Depois de um bom tempo em silêncio, a PILOT’S voltou a falar do Dash 7 v2 para Microsoft Flight Simulator 2024, publicando uma leva generosa de novas imagens WIP na página oficial da PILOT’S. As screenshots deixam claro que o projeto segue vivo, com um salto visual importante em relação ao primeiro Dash 7 lançado para o simulador.
Em agosto de 2025, a desenvolvedora já havia confirmado que o Dash 7 v2 está sendo recriado do zero, de forma nativa para o MSFS 2024, com nova geometria, modelagem mais refinada e sons gravados em campo no real C-GUAT da Air Tindi. Agora, pela primeira vez, dá para ter uma noção concreta de até onde esse trabalho já chegou.
As imagens focam principalmente em interior e cockpit, áreas que foram bastante criticadas na v1. A impressão inicial é de um produto visualmente muito mais coeso, com texturas mais nítidas, desgaste convincente e um cuidado maior com a ambientação da cabine, algo essencial para um turboélice clássico como o Dash 7.




Cabine de passageiros, combi e cargueiro ganham vida
Um dos pontos que mais chamam atenção é a variedade de configurações internas. A PILOT’S havia prometido, quando anunciou a v2, que trabalharia com múltiplas variantes de cabine, e as novas imagens confirmam isso visualmente: há layout de passageiros, versão combi e configuração cargueira dedicada, cada uma com detalhes próprios.
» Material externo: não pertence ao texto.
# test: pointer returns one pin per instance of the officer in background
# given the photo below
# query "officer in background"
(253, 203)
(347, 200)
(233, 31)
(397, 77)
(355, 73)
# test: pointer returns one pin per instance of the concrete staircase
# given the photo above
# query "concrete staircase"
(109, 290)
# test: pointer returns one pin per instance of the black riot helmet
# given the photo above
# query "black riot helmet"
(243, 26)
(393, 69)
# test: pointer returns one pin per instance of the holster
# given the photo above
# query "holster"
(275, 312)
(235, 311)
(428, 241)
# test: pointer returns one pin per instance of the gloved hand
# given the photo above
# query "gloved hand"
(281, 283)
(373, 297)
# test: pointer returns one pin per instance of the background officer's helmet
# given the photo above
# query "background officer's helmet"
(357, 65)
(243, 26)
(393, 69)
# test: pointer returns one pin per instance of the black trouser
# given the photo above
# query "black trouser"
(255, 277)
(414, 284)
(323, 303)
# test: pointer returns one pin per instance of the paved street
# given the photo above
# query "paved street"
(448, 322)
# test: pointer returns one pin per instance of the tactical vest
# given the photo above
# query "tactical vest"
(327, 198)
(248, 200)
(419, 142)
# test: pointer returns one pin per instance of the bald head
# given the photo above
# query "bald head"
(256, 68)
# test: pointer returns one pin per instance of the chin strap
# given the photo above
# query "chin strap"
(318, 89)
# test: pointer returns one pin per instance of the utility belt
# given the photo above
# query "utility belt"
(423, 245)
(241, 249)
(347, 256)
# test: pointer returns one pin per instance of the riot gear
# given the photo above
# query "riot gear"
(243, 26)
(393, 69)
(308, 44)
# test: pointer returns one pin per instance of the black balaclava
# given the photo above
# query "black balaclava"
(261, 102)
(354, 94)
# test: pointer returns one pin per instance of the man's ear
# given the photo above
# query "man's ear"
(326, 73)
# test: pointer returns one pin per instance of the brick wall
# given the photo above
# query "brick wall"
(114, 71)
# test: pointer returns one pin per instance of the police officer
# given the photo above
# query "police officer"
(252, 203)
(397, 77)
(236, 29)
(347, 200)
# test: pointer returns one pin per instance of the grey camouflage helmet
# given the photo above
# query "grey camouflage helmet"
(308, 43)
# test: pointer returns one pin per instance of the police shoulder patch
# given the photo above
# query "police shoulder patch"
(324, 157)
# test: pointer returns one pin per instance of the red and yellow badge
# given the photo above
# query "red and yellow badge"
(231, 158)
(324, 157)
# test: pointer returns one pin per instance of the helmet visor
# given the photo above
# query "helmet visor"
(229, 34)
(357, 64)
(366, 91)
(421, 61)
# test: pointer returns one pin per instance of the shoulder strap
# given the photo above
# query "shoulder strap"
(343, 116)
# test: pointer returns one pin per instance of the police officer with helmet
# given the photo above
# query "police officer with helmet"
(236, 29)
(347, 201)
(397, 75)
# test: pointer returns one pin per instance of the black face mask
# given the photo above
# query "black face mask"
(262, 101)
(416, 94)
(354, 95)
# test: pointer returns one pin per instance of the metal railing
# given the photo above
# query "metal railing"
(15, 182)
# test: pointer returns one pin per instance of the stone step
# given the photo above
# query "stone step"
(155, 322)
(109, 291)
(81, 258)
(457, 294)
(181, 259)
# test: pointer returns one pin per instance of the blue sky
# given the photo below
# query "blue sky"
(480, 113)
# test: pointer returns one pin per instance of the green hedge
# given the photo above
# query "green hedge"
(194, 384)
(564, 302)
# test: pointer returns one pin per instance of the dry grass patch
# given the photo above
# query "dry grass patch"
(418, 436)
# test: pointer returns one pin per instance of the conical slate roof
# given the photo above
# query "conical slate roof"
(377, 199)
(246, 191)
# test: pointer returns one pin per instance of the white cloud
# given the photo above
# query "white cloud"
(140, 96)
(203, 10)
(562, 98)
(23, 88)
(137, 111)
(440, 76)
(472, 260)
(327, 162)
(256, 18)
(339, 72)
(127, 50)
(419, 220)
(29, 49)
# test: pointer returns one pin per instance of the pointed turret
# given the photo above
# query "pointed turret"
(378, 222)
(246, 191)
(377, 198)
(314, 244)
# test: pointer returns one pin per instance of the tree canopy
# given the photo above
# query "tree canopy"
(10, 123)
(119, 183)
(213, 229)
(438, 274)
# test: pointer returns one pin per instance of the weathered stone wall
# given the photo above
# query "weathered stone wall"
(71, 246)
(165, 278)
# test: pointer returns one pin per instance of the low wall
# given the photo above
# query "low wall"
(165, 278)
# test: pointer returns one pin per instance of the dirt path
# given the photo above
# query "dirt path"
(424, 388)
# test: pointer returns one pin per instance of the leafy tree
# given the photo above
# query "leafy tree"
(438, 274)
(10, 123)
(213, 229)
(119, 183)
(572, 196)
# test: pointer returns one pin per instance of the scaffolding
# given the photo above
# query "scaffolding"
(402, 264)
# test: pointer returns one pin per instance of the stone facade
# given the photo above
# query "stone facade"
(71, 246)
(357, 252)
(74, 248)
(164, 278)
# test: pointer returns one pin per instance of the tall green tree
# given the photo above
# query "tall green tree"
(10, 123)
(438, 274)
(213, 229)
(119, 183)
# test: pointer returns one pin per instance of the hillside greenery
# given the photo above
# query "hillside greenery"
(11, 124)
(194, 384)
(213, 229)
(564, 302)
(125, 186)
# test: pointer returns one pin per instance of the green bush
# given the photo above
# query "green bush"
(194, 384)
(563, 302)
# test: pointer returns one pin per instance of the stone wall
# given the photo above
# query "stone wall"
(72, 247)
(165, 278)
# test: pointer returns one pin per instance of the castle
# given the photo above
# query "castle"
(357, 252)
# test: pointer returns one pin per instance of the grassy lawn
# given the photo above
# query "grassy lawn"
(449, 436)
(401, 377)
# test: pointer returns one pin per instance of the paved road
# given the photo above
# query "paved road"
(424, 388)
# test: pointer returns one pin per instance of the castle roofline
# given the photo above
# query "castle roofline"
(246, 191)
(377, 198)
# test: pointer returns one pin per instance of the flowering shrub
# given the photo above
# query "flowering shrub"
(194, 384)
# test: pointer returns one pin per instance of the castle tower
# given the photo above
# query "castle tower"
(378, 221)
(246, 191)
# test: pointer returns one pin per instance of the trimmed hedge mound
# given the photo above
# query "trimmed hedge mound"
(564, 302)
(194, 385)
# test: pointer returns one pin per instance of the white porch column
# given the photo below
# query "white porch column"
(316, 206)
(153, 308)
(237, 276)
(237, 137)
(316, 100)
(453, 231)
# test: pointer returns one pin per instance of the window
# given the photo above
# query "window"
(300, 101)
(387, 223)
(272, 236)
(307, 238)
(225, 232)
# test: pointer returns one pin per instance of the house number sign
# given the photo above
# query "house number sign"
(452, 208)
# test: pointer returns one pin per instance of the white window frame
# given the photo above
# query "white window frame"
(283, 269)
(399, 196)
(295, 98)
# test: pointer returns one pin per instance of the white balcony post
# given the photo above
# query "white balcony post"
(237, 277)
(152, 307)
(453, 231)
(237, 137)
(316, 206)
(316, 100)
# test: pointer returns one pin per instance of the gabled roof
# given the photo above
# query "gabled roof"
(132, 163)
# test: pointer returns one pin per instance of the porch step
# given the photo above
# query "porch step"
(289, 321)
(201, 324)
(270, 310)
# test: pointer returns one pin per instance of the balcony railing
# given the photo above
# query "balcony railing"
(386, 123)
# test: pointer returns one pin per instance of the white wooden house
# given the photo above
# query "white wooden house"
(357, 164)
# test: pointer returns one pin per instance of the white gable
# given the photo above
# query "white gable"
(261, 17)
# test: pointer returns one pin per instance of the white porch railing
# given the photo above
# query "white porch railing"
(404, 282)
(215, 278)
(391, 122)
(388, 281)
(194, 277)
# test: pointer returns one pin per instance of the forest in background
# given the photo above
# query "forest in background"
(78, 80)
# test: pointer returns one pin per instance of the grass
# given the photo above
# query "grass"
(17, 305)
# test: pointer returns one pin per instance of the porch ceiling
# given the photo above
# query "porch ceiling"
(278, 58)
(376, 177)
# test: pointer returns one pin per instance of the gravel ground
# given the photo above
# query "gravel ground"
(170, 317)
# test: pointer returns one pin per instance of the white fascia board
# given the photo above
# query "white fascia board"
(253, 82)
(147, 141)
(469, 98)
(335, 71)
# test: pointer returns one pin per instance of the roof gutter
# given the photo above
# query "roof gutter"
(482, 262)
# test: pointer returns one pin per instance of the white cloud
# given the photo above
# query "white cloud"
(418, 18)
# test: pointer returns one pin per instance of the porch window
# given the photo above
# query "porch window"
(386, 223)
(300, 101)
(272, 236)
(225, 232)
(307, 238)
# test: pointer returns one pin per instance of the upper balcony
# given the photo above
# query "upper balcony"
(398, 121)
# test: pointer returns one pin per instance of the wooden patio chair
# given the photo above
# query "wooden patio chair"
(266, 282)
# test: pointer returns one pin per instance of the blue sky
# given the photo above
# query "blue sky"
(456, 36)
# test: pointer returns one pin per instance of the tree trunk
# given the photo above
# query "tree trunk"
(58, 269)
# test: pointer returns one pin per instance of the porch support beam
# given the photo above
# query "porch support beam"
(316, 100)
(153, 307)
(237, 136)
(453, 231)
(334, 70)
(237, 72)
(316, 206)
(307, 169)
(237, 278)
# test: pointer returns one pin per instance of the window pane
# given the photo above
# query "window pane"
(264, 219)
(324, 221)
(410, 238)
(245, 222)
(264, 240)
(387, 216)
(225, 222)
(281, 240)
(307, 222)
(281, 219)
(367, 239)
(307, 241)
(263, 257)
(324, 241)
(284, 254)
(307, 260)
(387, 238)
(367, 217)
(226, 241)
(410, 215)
Na combi, por exemplo, vê-se claramente a área de carga à frente, com trilhos de amarração no piso e uma divisória separando o compartimento de passageiros.
Na versão cargo-only, o interior aparece totalmente despojado, sem assentos, com o piso de carga exposto de ponta a ponta. Já a cabine de passageiros mostra painéis superiores modelados, sinalização de emergência, galleys e acabamento mais caprichado que o da v1. Para quem gosta de operar voos regionais em pistas curtas, especialmente em cenários remotos, essa flexibilidade de configuração abre espaço para operações bem variadas dentro do MSFS 2024.




Cockpit analógico mais denso e possível integração TDS GTNXi
O cockpit também recebeu atenção visível. As screenshots mostram um painel analógico bem carregado, com instrumentos clássicos, marcas de uso, variação de materiais e superfícies que finalmente parecem condizentes com o nível visual atual do MSFS 2024. Não há detalhes oficiais sobre profundidade de sistemas, mas o layout sugere uma abordagem mais séria do que a vista na primeira versão, que foi alvo de críticas justamente em flight model e simulação de sistemas.
Outro detalhe interessante é o que parece ser uma integração com o TDS GTNXi, embutido no painel. Se isso se confirmar, o Dash 7 v2 pode ganhar um bom reforço em navegação moderna, sem perder o charme analógico do cockpit principal. Ainda assim, por enquanto tudo o que temos é aparência: a PILOT’S não entrou em especificações de FMS, VNAV ou lógica de sistemas, então a grande dúvida da comunidade segue sendo se o comportamento em voo vai finalmente acompanhar o visual.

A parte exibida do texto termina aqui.